Stretching urban Indian appropriations

NCUIH is thankful that lawmakers appreciate that UIHPs are innovative public- private partnerships that manage to provide high-quality, culturally-competent health care while consuming a tiny fraction of the IHS’ budget, and they want to help UIHPs stretch those few dollars further:

  1. FMAP: According to IHS it would cost only $2.3 million per annum to provide UIHPs with the same 100% FMAP already provided to IHS and Tribal facilities.
  2. UIHPs should also be exempt from per capita caps along with IHS and Tribal facilities.
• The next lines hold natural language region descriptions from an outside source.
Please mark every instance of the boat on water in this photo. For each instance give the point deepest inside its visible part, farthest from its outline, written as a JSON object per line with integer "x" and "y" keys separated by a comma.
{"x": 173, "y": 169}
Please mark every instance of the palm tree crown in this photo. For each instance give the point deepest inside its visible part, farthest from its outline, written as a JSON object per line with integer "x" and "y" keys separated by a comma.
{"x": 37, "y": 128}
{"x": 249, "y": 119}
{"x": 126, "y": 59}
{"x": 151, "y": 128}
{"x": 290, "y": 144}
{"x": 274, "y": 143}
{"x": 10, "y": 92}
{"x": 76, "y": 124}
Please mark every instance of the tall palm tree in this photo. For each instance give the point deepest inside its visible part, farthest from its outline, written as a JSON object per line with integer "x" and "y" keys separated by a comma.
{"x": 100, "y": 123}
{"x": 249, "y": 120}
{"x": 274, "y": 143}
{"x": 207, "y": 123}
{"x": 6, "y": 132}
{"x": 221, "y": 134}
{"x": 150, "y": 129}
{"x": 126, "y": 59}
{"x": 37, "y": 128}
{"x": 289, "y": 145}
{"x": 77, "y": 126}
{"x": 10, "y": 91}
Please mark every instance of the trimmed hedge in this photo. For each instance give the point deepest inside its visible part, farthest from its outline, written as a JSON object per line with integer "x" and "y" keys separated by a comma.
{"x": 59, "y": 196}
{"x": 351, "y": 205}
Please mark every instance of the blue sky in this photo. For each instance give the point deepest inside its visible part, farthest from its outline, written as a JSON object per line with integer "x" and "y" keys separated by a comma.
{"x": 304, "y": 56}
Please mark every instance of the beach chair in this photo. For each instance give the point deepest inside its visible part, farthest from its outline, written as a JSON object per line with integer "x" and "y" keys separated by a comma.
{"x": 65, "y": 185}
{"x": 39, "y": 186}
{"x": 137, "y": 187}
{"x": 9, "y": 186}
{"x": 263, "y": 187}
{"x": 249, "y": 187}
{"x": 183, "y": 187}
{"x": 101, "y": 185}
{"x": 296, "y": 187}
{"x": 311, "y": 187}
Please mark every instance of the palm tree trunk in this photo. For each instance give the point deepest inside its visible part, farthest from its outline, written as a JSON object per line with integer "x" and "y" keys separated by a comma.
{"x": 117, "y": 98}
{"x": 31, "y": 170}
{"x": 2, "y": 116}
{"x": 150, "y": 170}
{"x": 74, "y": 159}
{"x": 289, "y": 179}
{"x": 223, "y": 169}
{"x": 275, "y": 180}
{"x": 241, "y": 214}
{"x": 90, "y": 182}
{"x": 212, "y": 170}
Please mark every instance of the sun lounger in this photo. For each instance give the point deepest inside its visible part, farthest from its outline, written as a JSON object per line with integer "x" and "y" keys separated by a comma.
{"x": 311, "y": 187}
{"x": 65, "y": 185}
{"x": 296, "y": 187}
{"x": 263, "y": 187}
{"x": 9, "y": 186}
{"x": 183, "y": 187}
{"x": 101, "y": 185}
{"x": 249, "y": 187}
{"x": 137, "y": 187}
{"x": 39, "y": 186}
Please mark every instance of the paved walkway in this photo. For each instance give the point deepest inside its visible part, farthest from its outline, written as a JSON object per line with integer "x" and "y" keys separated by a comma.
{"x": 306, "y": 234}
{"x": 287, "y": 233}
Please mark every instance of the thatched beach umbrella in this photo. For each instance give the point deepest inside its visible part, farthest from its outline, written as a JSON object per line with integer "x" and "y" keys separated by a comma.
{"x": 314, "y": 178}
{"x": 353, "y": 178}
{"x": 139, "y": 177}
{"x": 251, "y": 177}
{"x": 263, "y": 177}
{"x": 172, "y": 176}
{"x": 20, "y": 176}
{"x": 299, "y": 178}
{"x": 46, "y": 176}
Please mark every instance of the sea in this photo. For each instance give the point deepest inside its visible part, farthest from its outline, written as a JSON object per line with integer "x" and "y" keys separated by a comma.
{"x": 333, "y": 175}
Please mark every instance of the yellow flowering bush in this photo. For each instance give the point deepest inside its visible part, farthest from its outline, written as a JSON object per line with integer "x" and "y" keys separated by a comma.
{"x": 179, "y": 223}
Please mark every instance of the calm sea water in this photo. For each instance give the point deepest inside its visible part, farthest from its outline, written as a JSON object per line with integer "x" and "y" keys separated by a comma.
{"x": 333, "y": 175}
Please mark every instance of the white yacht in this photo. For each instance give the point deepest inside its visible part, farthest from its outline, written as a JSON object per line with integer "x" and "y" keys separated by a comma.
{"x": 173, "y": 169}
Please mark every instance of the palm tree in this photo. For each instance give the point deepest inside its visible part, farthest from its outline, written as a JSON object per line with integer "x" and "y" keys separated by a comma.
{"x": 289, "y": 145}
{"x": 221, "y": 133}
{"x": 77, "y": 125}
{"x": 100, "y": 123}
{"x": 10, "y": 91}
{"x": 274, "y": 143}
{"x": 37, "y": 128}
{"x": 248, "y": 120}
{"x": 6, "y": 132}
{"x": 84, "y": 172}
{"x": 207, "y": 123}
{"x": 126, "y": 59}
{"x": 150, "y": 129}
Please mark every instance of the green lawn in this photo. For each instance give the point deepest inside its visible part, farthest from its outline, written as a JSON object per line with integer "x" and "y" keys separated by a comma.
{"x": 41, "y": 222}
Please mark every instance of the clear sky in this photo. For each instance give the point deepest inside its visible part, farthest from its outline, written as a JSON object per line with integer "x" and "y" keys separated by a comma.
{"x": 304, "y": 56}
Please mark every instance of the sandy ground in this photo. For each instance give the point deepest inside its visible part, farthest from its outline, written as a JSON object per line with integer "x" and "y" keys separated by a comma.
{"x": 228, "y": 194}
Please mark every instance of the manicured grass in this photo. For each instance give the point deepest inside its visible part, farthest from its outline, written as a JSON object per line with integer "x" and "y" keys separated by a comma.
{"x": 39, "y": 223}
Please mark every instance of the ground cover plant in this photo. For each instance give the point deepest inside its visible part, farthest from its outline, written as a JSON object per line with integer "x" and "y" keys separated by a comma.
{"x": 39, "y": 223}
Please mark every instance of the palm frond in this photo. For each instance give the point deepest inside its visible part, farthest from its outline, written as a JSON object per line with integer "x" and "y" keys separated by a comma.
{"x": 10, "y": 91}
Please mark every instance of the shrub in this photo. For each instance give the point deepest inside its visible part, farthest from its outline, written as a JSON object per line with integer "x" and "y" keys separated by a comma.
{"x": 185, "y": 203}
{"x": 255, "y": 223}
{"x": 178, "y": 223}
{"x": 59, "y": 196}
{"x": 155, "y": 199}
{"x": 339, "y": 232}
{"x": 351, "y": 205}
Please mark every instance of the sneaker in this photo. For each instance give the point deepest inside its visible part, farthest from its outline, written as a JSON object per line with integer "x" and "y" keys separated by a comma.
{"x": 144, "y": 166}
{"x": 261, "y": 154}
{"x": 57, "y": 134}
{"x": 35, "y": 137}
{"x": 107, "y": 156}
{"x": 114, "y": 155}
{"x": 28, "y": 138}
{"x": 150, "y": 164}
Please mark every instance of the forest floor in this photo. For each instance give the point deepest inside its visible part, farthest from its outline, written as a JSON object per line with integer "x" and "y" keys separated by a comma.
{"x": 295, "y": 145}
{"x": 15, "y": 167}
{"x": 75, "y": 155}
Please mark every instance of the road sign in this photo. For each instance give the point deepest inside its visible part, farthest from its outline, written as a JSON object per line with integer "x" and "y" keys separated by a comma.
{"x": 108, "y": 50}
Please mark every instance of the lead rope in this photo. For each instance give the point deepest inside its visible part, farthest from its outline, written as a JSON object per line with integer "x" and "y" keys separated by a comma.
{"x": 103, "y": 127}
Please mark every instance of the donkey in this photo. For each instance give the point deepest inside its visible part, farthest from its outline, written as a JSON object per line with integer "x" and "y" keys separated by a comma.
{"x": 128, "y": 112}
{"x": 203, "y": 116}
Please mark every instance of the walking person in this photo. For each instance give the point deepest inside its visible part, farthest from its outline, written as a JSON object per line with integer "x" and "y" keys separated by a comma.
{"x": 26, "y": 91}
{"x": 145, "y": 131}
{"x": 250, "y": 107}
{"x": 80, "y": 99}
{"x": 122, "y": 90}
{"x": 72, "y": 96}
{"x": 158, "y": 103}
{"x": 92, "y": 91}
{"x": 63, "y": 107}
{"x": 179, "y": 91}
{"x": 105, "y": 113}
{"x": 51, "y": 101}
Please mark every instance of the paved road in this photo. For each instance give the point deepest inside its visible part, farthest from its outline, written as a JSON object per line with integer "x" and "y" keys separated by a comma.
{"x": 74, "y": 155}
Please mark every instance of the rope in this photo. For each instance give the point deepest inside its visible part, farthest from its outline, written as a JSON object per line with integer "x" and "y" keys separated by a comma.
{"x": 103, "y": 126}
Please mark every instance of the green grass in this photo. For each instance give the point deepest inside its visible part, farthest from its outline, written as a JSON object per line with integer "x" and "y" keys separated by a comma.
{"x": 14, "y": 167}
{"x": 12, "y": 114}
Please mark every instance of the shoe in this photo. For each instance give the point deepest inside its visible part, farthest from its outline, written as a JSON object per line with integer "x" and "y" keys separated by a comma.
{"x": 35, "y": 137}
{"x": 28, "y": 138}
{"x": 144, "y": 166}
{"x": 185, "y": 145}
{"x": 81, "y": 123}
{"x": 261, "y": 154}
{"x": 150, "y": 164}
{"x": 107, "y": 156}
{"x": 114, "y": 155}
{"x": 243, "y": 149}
The Trust responsibility is a federal obligation and should be fulfilled consistently from state to state.
  3. IHS-Department of Veterans Affairs (DVA) memorandum of understanding (MoU): This MoU to promote better care for AI/AN veterans has not been implemented for UIHPs. Consequently, IHS and Tribal facilities are fully- reimbursed for care provided to AI/AN veterans, but not UIHPs.
  4. Federal Tort Claims Act (FTCA): IHS and Tribal facilities as well as Community Health Centers are granted medical malpractice liability protection under FTCA with the federal government acting as their primary insurer. However, UIHPs are not covered by this law, even though they share many key characteristics. A single UIHP can pay as much as $250,000 per annum for malpractice insurance, a large sum which might instead be spent on treating patients if UIHPs are also covered by FTCA.